Ok, I don’t know about anyone else but I’m dealing with a serious bookmarklet explosion. Web 2.0 is full of bookmarklets! These links you drag up to your toolbar can do amazing things, but there’s only so much room on the toolbar.

Enter Blummy. The concept is simple and brilliant. You create an account (free, I think just a user name and password if I remember correctly) and then with relative ease you can create a Super Bookmarklet. You can drag and drop from a menu of the most interesting bookmarklets other people have contributed, into a box that you size yourself. Then, you drag your Blummy bookmarklet link to your toolbar.

Ok, get ready for this: when you are bopping around the web and find a site that you want to know more about or do something with – you just click your Blummy bookmarklet and all of the sudden your personal bookmarklet box drops down with all of the bookmarklets you put into it inside. This is way cool; given the explosion of awesome services usable by one-click javascript bookmarklet the browser is going to have to change.
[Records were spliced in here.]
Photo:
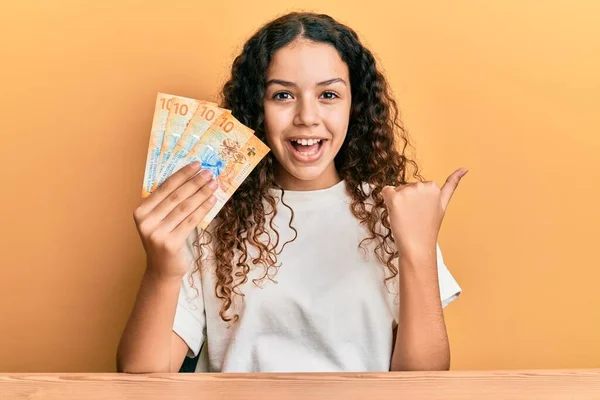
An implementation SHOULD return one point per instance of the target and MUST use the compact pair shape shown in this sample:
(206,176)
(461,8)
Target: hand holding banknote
(170,214)
(186,130)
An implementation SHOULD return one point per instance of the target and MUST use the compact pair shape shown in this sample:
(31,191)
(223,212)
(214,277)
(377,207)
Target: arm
(421,341)
(148,343)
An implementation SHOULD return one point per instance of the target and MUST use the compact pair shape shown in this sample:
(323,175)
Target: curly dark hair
(374,151)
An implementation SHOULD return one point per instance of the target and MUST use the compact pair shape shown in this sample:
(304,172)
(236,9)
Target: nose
(307,113)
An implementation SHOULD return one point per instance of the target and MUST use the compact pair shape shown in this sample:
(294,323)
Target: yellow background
(508,89)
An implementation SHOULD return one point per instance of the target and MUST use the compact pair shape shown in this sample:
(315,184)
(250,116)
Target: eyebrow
(292,84)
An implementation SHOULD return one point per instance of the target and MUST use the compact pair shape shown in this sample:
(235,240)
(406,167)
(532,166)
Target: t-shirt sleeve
(449,288)
(190,317)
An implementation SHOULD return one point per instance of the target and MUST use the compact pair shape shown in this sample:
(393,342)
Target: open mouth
(307,147)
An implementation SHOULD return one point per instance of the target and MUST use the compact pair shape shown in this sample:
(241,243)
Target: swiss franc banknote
(185,130)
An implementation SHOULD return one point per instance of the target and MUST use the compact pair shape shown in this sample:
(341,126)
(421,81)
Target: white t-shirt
(330,309)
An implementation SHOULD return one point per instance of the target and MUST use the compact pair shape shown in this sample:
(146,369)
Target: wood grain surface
(489,385)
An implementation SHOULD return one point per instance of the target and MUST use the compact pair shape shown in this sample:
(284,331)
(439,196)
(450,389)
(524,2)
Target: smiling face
(307,109)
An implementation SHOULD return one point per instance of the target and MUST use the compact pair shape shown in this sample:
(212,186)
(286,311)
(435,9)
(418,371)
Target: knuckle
(184,207)
(193,219)
(175,197)
(171,247)
(156,239)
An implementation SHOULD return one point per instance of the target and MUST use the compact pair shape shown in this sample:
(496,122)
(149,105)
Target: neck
(287,181)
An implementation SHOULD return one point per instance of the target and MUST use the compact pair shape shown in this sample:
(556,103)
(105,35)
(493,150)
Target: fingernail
(206,174)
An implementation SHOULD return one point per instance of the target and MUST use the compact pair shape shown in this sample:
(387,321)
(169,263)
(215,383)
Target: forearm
(421,341)
(145,345)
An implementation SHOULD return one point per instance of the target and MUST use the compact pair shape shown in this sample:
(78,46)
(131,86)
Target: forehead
(306,61)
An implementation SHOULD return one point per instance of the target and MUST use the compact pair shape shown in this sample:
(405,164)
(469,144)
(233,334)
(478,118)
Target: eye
(282,96)
(329,95)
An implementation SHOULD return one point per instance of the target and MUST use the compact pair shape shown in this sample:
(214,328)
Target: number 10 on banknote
(185,130)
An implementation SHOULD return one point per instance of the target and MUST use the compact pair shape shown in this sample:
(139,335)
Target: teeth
(306,142)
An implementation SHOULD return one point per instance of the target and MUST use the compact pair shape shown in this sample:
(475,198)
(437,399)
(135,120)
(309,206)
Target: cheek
(275,124)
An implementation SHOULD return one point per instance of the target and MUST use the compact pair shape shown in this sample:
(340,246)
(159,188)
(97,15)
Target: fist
(416,211)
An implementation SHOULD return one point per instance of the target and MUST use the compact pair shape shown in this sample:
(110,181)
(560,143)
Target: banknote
(236,171)
(159,122)
(206,114)
(185,130)
(181,111)
(219,144)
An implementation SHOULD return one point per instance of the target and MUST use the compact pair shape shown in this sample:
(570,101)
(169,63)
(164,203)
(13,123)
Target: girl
(326,258)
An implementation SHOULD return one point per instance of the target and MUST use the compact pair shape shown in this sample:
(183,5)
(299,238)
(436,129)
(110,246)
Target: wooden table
(488,385)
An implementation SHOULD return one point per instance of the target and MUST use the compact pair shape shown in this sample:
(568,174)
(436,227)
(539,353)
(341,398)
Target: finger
(167,187)
(450,186)
(188,207)
(187,225)
(183,193)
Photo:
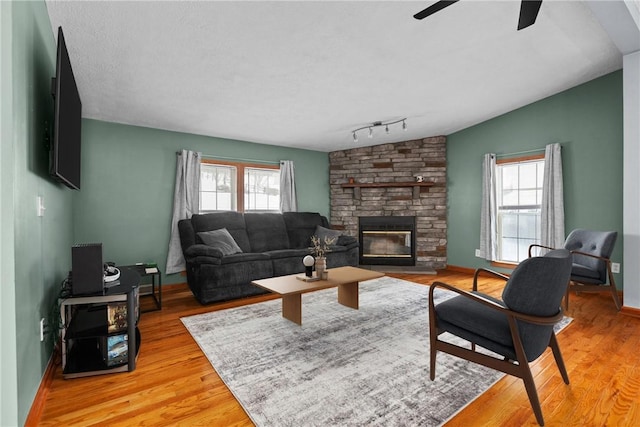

To be honest I wouldn’t be surprised if Firefox started doing something just like this soon, and then 3 years later Microsoft’s Internet Explorer will begin doing it too. But for now, I think you’ll love Blummy.

Just to give you an idea of the possibilities, here’s what I’ve got in my Blummy Box:

  • Bookmark to Del.icio.us
  • Add to Newsgator (subscribe to the RSS feed of the page you are on)
  • Furl+Del.icio.us (save in both Furl and Delicious – something I would love to do but have never been able to make work for me on any computer anywhere. Now being no exception. It doesn’t work!)
  • Furl This!
  • Check Uptime – evaluates how often a website is unavailable. I great idea, but there isn’t enough data out there yet. Or something, I have not found a single web site it finds data for yet (including msn.com) so I’m going to remove this one. I’ll just drag and drop it out of my box)
  • WayBack – awesome service of the Internet Archive that shows you what the website you are on used to look like last time their spiders indexed it. Invaluable. Great for “fixing” other peoples’ broken links, or finding things taken offline for a variety of reasons.
  • Google Who’s Linking – very nice. Search in Google to see who has linked to the site you are on. Great for discovering related content and organizations.
  • Whois – this is how you find out who owns the site you are looking at, and a variety of other information about it. I use this a couple times a week.
  • Wikipedia look-up. Great idea, looks up anything you have highlighted in your browser in Wikipedia. The version I drug and dropped doesn’t work, at least in Safari browser.
  • Gmail send, nice. Click this puppy and a pop-up window appears from your gmail account with the URL of the site you are on in the body of the email ready to send to some one. The title of the page is the subject line, and my email signature is there! This beats Furl’s email function.
  • Del.icio.us look-up. One of my favorites. I use it daily. Pops up a window with all the tags, descriptions and the users who have applied them to the site you are on in the social bookmarking site Del.icio.us. Reminds you that the description field is important to fill out!! I can’t just talk about that bookmarklet without giving it to you right here: Del.lookup – try it out, you’ll love it.
  • Google What’s Similar, another search function I use often when doing promotion or outreach online. Nice that it’s available in one (or two) clicks.
  • View Scripts – nice idea, should show me any “scripts” being run on the site I’m looking at. Doesn’t work for me.

So that’s what I’ve got in my Blummy box so far! It’s also not too hard to create your own bookmarklets. I just grabbed the above from user contributed ones, many of which I had seen before.

The downside: It’s ugly. I don’t know why we aren’t allowed to tell blummy how many cells we’d like to populate and drag+drop bookmarklets into those cells, rather than the sloppy free-form space it now offers. It looks less professional than it could. But really, the functionality is so rad that I’m not losing sleep.